Stanford Accused of Destroying the Environment to Water Golf Course

American Rivers, a staunchly environmentalist group, is accusing Stanford’s Searsville Dam of being the culprit in the endangering of San Francisquito Creek, writes Carolyn Lochhead of the San Francisco Chronicle. The dam was built in 1892, and has been used to irrigate the lawns and the golf course of Stanford University. American Rivers is focused on the Creek, saying it “is unique because it remains one of the only San Francisco Bay streams that is not confined to a concrete channel.” The group is concerned because the dam blocks the migration of native steelhead trout.

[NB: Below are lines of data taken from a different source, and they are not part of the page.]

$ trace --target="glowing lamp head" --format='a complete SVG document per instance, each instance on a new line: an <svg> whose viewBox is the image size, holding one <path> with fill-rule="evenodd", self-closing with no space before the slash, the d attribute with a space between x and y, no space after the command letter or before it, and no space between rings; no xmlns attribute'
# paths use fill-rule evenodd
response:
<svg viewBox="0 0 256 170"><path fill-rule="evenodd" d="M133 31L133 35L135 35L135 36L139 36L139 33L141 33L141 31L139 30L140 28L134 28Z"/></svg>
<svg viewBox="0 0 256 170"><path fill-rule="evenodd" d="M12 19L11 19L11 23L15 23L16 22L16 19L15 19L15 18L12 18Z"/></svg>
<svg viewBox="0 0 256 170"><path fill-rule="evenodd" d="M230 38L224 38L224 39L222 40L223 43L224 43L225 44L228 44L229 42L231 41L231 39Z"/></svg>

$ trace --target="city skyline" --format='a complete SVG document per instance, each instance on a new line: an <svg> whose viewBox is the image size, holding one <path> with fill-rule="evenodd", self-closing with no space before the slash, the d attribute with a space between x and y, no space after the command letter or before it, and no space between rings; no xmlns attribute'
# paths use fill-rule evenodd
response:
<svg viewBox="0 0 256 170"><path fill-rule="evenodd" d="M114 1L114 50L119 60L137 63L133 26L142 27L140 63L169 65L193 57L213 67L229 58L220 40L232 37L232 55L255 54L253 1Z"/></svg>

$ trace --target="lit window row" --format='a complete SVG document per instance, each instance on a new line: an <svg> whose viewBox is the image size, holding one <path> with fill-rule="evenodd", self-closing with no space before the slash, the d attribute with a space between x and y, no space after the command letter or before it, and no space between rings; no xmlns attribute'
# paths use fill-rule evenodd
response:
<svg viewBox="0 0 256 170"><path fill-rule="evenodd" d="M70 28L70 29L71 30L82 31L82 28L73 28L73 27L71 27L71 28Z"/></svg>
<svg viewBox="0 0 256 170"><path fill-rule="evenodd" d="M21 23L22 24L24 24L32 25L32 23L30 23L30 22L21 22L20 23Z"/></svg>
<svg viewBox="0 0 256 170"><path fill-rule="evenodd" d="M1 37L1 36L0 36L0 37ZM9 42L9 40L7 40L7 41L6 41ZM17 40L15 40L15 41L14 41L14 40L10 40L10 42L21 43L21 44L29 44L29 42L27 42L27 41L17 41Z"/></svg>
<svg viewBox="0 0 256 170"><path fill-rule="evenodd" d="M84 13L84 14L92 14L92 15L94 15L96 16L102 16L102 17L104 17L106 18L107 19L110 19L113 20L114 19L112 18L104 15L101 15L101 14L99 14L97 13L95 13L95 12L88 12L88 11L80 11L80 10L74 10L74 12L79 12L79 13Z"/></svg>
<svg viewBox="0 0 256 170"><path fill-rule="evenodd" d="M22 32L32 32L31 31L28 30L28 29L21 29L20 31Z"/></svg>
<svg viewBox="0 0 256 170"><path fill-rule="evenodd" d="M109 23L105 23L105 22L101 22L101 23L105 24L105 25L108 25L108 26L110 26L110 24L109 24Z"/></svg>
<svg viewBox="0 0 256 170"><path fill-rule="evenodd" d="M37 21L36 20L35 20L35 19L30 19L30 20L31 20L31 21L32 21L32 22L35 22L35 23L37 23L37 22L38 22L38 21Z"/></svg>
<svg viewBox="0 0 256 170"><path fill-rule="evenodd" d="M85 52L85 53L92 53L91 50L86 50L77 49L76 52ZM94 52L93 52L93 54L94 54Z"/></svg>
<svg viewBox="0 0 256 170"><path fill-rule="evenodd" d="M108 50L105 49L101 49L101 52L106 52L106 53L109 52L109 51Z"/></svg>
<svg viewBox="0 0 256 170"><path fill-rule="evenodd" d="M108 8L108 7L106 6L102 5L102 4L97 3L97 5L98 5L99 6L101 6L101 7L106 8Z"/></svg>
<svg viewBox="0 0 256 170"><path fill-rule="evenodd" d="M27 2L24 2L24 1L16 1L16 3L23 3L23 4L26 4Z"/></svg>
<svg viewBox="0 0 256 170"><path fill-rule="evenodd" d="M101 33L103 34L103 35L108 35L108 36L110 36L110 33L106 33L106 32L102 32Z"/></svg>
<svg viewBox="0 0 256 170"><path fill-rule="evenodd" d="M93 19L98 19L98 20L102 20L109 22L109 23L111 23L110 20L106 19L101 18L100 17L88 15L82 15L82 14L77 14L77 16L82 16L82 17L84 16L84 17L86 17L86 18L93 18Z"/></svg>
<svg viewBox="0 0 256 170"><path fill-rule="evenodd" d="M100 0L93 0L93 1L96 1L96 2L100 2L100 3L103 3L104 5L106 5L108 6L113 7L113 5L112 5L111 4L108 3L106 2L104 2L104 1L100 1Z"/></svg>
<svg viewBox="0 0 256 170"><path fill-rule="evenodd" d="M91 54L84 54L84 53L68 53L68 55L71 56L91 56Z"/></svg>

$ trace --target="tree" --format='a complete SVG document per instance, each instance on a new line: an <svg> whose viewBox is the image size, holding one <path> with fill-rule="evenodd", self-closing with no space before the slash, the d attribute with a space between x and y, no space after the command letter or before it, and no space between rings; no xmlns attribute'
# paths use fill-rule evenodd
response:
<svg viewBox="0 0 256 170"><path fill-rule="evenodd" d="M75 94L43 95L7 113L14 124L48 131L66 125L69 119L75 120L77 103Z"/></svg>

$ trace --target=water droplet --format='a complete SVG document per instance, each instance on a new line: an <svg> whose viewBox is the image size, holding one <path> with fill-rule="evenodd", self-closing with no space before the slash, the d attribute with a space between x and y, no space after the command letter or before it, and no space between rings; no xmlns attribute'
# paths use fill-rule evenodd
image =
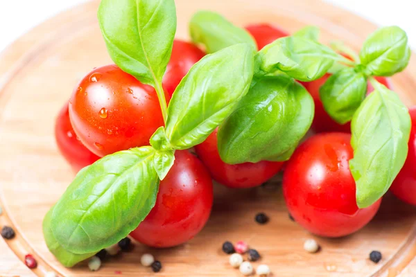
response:
<svg viewBox="0 0 416 277"><path fill-rule="evenodd" d="M98 72L94 73L92 74L91 74L91 76L89 76L89 82L98 82L100 80L100 79L101 79L101 73L99 73Z"/></svg>
<svg viewBox="0 0 416 277"><path fill-rule="evenodd" d="M97 148L97 149L98 150L102 150L103 149L104 149L104 147L103 145L101 145L100 143L94 143L94 145L95 147Z"/></svg>
<svg viewBox="0 0 416 277"><path fill-rule="evenodd" d="M108 111L107 111L107 109L102 108L101 109L100 109L98 114L100 115L100 117L101 118L105 119L107 118L107 116L108 116Z"/></svg>

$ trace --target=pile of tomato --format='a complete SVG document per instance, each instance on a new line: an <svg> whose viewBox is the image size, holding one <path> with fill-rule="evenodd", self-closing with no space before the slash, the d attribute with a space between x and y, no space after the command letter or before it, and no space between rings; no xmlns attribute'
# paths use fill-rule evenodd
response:
<svg viewBox="0 0 416 277"><path fill-rule="evenodd" d="M268 24L246 28L260 49L288 35ZM191 43L175 40L163 79L167 100L190 68L205 53ZM365 226L376 214L381 199L360 209L349 167L353 157L349 123L341 125L324 111L319 88L328 75L302 83L313 96L314 134L295 150L284 165L283 193L289 213L311 233L340 237ZM378 80L391 87L390 80ZM368 86L368 93L372 88ZM410 114L416 125L416 109ZM133 147L149 145L164 120L155 89L115 65L94 69L76 86L56 120L55 137L62 155L75 172L101 157ZM413 128L406 162L390 190L416 205L416 129ZM180 244L204 226L213 202L211 178L229 188L257 186L281 170L281 162L260 161L229 165L218 154L217 132L195 147L198 157L177 151L173 167L161 181L155 207L130 235L155 247ZM388 157L386 157L388 159Z"/></svg>

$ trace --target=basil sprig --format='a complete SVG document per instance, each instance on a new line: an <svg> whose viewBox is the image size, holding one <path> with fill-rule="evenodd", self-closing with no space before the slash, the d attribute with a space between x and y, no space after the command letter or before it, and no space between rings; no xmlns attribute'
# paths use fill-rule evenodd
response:
<svg viewBox="0 0 416 277"><path fill-rule="evenodd" d="M253 49L257 48L248 32L214 12L202 10L193 15L189 32L192 41L203 44L208 53L240 43L249 44Z"/></svg>
<svg viewBox="0 0 416 277"><path fill-rule="evenodd" d="M313 100L286 75L255 83L220 125L218 151L227 163L285 161L309 129Z"/></svg>
<svg viewBox="0 0 416 277"><path fill-rule="evenodd" d="M410 118L397 95L372 80L375 90L352 122L354 159L349 168L356 185L357 204L365 208L388 190L408 153Z"/></svg>
<svg viewBox="0 0 416 277"><path fill-rule="evenodd" d="M342 69L331 75L320 89L325 111L336 122L349 122L365 97L367 79L353 68Z"/></svg>
<svg viewBox="0 0 416 277"><path fill-rule="evenodd" d="M162 80L176 32L174 0L102 0L98 21L111 58L156 89L166 120Z"/></svg>

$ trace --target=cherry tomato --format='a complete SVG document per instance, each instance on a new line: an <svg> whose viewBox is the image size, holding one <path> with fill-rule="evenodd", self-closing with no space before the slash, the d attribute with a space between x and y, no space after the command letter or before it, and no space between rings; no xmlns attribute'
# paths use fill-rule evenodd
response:
<svg viewBox="0 0 416 277"><path fill-rule="evenodd" d="M245 29L254 38L259 50L280 37L289 35L284 30L266 24L250 25Z"/></svg>
<svg viewBox="0 0 416 277"><path fill-rule="evenodd" d="M390 190L406 203L416 205L416 106L409 109L412 129L409 139L409 152L404 166L393 181Z"/></svg>
<svg viewBox="0 0 416 277"><path fill-rule="evenodd" d="M69 121L68 103L62 107L56 118L55 139L59 150L76 172L100 159L77 139Z"/></svg>
<svg viewBox="0 0 416 277"><path fill-rule="evenodd" d="M251 188L260 186L281 169L283 163L275 161L236 165L224 163L217 147L217 131L195 147L198 157L217 182L229 188Z"/></svg>
<svg viewBox="0 0 416 277"><path fill-rule="evenodd" d="M130 235L154 247L179 245L208 220L213 201L209 173L194 155L176 151L175 163L160 182L156 204Z"/></svg>
<svg viewBox="0 0 416 277"><path fill-rule="evenodd" d="M69 101L69 117L83 143L100 157L148 145L164 125L155 89L115 65L95 69L81 80Z"/></svg>
<svg viewBox="0 0 416 277"><path fill-rule="evenodd" d="M348 122L344 125L341 125L333 120L331 116L327 114L327 111L325 111L322 102L320 98L319 89L325 83L329 75L329 74L326 74L320 79L302 83L312 96L315 103L315 117L313 118L311 128L316 133L324 132L342 132L350 133L351 123ZM376 79L385 85L388 88L392 89L391 82L389 79L384 77L376 77ZM374 89L369 82L367 85L367 94L373 91Z"/></svg>
<svg viewBox="0 0 416 277"><path fill-rule="evenodd" d="M164 88L171 96L191 67L205 55L202 50L191 42L173 41L171 60L163 77Z"/></svg>
<svg viewBox="0 0 416 277"><path fill-rule="evenodd" d="M283 193L291 215L311 233L341 237L364 226L381 199L358 208L348 161L353 157L345 133L310 137L295 151L283 177Z"/></svg>

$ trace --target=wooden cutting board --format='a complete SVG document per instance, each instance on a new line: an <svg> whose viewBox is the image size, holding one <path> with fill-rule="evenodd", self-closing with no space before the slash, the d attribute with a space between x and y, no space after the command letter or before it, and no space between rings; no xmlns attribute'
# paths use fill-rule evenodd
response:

The founder of Beyond Searsville Dam, a group opposed to the dam, is Matt Stoecker, who told the Chronicle, “Stanford is constantly talking about how sustainable their campus is, and what Searsville mostly feeds is a huge golf course.”

But Stanford spokeswoman Lisa Lapin argued, “When there have been diversions from Searsville, it has only been during periods of extraordinary flows from a recent storm. In that case, the water is used for agricultural irrigation, fire protection and landscape irrigation.” She add that because of the massive silt in the reservoir, “almost all water passes through as it would flow through the creek.”

Stanford has promised to address the problem with the dam by the end of 2014, possibly even removing it.

California is in the midst of one of the worst droughts in its recorded history, with water supplies at critical levels in many rural communities. Northern California in particular has begun to implement water restrictions, and recent rains and snowfall in late winter and early spring have not done enough to mitigate the effects of the drought.

In addition, environmental groups have been targeting dams, notably the O’Shaughnessy Dam that provides water to San Francisco from the Hetch Hetchy Dam. The activists want to restore the natural flow of rivers and the migration of fish, arguing that water conservation could make up the difference in water supply.